The FIYAH 2016 Black SFF Writer Survey Report, published today, compiles the responses of 55 black writers to questions about their efforts to get published in the sf and fantasy field. No mere counting exercise, the report includes the testimony of writers who are frustrated with the market’s resistance to their work, and analysis of such touchy questions as the real performance of magazines with encouraging diversity statements.
…With this survey, we are attempting to add what is probably the most neglected–and most important–perspective to the conversation: that of black writers themselves.
Our survey responses give us a clearer picture of who these writers are: global, writing in multiple genres, at various stages in their writing careers. In this report, we seek to collect and spotlight information and opinions of these black speculative fiction writers. We feel that this kind of insight is invaluable for a true assessment of black writers’ attitudes regarding their treatment by markets that publish short form speculative fiction and by publishing in general.
It is important to note that all of the writer-side data is self-reported. We invited writers to submit information about their practices and insights on submission to SFF short fiction markets with a focus on the period between October 2015 and November 2016.
The raw numbers are available for review in a trio of spreadsheets.
The BonFiyah: Anecdote Summary gives voice to stories behind these numbers. These quotes come from the section on Frustrations —
Experiences on the roadblocks encountered in the marketplace.
“I understand that breaking into these highly competitive markets is a struggle for any writer, and have always considered the rejections to be based on normal craft concerns. Until I saw the Fireside Report. I don’t think any of my work is perfect, but I can’t help but question the evaluation of the extremely exclusive sci if fantasy magazine community. I look forward to receiving a rejection and knowing for sure it’s the story that’s the problem, not my unabashedly black voice.”
“Once got a rejection because the editor said the scenario was unrealistic and unlikely to ever happen (the scenario was, in fact, based on true events in Nigeria.)”

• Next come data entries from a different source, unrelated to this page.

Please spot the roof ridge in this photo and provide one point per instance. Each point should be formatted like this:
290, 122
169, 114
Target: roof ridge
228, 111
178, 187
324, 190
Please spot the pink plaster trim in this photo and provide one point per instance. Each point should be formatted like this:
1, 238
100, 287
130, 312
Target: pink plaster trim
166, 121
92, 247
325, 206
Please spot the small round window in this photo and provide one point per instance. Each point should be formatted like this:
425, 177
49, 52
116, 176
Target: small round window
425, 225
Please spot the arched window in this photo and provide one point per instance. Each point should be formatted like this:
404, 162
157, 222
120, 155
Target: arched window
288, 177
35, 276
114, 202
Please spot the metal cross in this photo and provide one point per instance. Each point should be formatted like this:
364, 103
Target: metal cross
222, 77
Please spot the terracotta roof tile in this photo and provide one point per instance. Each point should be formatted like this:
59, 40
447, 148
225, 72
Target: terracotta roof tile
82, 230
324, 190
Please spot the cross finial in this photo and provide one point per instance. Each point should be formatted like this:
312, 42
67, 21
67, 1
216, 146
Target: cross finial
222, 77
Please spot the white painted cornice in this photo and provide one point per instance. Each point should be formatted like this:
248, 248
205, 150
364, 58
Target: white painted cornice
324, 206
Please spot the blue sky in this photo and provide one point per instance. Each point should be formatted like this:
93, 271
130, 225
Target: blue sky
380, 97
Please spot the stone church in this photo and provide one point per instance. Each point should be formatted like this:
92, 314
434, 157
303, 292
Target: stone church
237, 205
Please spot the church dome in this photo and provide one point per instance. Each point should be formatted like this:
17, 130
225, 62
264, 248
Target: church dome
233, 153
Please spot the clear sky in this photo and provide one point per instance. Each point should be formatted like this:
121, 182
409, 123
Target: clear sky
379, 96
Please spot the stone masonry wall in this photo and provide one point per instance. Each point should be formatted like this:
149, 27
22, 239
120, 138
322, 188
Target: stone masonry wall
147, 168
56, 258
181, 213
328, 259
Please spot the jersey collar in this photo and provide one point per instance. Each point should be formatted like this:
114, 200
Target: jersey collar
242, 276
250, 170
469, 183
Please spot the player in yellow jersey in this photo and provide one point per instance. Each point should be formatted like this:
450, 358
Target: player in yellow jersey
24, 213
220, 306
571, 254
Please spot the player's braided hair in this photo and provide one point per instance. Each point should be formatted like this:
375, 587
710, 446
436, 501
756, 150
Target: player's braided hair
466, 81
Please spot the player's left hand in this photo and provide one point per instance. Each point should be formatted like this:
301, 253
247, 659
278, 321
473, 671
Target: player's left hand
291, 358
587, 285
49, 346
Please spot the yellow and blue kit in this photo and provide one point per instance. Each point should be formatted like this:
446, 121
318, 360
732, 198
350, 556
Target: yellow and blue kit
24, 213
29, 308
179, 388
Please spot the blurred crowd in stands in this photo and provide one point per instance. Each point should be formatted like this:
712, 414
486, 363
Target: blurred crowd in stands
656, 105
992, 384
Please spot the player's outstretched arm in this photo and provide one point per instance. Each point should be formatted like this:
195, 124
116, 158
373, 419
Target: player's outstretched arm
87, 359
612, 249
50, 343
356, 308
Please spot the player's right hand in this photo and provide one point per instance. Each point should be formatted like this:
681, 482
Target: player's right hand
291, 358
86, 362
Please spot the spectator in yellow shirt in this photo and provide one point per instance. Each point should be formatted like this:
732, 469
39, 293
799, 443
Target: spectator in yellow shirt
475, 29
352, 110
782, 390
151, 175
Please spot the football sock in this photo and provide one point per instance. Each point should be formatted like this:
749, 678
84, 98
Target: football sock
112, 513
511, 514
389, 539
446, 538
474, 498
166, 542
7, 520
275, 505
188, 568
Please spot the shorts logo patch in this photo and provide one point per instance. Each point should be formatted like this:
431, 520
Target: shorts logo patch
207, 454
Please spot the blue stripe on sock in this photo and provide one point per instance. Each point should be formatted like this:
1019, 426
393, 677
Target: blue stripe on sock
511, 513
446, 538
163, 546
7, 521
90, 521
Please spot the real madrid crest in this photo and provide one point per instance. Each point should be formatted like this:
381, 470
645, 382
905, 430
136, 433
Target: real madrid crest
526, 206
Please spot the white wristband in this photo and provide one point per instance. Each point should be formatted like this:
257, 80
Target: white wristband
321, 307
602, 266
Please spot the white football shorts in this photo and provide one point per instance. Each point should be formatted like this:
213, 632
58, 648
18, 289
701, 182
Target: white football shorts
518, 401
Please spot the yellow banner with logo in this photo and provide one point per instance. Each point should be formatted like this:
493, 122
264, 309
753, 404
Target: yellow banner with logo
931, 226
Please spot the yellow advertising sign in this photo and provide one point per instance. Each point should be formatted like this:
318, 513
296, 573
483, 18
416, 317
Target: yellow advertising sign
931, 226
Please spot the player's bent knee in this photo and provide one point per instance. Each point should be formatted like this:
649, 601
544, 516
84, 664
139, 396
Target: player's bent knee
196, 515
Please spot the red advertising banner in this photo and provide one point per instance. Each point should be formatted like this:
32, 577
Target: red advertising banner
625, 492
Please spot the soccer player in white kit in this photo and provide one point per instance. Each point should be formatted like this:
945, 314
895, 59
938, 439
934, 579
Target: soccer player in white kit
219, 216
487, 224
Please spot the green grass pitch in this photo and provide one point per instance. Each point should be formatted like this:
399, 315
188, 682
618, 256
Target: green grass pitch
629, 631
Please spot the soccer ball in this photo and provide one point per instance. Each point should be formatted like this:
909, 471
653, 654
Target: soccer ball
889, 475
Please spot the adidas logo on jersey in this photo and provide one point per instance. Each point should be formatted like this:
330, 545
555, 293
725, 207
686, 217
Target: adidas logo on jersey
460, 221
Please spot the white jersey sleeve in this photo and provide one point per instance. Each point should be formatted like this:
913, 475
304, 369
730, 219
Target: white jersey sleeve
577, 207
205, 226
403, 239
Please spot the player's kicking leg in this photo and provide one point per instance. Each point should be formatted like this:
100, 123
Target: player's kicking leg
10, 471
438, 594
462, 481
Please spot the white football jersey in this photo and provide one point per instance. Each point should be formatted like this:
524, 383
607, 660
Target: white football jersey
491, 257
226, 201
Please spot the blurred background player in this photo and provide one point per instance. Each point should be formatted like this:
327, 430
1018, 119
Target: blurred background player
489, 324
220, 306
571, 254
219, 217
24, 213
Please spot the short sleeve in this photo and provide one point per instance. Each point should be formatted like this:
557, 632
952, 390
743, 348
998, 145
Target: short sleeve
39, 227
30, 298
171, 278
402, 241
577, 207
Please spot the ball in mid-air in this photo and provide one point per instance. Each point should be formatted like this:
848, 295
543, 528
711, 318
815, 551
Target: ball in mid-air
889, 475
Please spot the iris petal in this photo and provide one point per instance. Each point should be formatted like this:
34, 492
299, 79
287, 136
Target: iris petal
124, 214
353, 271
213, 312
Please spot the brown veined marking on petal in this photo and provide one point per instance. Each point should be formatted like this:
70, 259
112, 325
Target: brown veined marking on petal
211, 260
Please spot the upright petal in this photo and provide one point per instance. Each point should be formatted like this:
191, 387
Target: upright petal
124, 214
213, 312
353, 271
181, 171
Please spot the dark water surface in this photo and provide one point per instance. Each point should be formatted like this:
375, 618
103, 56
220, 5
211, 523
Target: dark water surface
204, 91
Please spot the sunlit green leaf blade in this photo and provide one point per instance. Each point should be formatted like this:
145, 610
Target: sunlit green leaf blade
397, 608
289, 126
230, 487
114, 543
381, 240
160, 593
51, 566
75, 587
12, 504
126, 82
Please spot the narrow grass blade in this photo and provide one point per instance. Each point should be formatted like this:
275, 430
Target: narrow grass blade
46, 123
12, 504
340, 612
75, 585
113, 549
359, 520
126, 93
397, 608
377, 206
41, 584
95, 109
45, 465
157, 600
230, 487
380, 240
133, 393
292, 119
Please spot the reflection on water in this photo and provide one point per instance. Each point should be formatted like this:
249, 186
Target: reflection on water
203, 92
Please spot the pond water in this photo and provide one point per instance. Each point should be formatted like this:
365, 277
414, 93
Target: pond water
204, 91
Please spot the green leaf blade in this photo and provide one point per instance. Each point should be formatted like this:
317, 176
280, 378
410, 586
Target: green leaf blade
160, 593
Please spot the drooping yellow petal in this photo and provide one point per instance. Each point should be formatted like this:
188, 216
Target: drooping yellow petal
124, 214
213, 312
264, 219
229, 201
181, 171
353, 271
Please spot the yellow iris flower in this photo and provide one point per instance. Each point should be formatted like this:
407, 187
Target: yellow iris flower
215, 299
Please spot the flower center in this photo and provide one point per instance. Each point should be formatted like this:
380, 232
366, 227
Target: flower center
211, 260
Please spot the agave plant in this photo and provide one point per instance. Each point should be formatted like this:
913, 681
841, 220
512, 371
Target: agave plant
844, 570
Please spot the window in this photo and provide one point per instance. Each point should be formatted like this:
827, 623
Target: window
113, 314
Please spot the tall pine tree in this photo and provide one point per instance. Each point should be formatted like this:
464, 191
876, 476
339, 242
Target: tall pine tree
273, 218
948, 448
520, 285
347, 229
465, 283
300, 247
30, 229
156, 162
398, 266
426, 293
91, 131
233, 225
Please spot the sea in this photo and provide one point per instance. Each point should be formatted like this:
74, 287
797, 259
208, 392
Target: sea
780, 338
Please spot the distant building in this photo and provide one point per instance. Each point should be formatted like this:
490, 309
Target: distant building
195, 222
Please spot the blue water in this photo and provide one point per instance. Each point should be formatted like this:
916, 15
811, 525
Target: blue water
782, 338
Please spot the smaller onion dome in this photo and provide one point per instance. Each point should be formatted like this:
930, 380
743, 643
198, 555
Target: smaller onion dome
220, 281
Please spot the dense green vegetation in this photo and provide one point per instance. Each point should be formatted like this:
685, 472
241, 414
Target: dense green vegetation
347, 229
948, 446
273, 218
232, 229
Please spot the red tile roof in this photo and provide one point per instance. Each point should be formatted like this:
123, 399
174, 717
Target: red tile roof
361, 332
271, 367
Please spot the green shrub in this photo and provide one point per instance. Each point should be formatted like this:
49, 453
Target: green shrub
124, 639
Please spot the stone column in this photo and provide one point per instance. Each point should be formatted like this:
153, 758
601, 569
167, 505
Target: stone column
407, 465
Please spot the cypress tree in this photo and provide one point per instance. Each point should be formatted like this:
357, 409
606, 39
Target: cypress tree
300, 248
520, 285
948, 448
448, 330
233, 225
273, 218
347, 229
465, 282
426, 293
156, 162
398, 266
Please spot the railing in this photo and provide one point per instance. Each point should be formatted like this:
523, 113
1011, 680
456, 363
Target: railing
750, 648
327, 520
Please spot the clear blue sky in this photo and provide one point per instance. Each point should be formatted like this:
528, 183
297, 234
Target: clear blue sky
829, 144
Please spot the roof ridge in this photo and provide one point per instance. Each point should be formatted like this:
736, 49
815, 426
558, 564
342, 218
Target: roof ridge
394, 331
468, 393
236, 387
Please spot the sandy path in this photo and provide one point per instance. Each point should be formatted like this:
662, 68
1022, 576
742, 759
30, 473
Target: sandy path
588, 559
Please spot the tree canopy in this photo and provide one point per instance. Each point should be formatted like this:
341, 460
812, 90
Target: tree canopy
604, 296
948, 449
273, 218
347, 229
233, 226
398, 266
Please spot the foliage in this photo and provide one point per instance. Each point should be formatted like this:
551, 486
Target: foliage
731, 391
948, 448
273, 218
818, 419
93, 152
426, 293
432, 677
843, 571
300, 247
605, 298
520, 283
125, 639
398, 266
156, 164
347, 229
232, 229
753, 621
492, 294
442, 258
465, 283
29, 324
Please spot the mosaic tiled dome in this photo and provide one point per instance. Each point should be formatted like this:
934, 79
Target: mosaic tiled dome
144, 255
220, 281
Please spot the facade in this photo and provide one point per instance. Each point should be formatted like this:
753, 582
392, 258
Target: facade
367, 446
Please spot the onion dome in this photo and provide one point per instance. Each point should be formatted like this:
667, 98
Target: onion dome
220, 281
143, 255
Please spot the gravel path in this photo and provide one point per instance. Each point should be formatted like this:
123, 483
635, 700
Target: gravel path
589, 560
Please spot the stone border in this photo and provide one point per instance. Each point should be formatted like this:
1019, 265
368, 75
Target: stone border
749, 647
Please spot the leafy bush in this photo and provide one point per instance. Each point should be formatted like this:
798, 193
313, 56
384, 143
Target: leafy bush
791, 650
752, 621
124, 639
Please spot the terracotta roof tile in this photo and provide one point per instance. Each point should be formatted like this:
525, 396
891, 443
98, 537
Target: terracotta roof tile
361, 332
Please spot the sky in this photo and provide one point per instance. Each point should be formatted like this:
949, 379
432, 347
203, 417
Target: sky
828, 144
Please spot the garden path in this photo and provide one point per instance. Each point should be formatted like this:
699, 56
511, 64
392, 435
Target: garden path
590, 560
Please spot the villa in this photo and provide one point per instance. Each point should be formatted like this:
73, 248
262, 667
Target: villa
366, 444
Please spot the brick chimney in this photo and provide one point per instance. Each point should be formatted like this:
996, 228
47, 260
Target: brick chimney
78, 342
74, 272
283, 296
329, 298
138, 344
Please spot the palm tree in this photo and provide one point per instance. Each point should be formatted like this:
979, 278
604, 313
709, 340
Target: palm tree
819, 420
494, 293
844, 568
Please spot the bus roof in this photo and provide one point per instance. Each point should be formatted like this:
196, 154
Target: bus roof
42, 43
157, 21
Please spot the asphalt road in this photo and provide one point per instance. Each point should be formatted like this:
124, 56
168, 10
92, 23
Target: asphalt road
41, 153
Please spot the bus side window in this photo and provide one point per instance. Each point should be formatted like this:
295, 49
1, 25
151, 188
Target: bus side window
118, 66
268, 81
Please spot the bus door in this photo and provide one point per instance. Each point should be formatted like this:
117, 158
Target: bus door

“The market is full of white people who get multiple chances to write uninspiring, clueless, by the numbers speculative fiction, and these white people are often published gleefully in SFWA-qualifying markets that pay professional rates. However, when it comes to black authors, everything that we have to do has to be better than everything else. Black writers cannot be average. We have to be superstars.”
“To be honest, the lack of taste representation in magazines–the lack of stories that I want to read and enjoy in most of the major short story markets–is more discouraging than any other factor. I dislike how few authors of color are published but I also dislike how rote and trope many of the stories that do get published are, which makes me hold back from submitting because I feel as though my writing is often too weird for major markets. There’s a lot of “safe” choices that aren’t particularly compelling getting published and I just don’t know if stylistically I’d be accepted in some cases.” …
Finally, in Going Forward the authors make a broad range of suggestions for change which are discussed in a nuanced way. But having heard many times before the arguments from people who don’t want to make progress on these issues, they say explicitly —
This report is not for those people.
This report is for writers, readers, editors, magazines, and fans interested in actively working against the anti-black bias inherent in this system for the sake of the writers and work that said bias excludes.
It’s a very helpful document for pros and fans seeking a way ahead.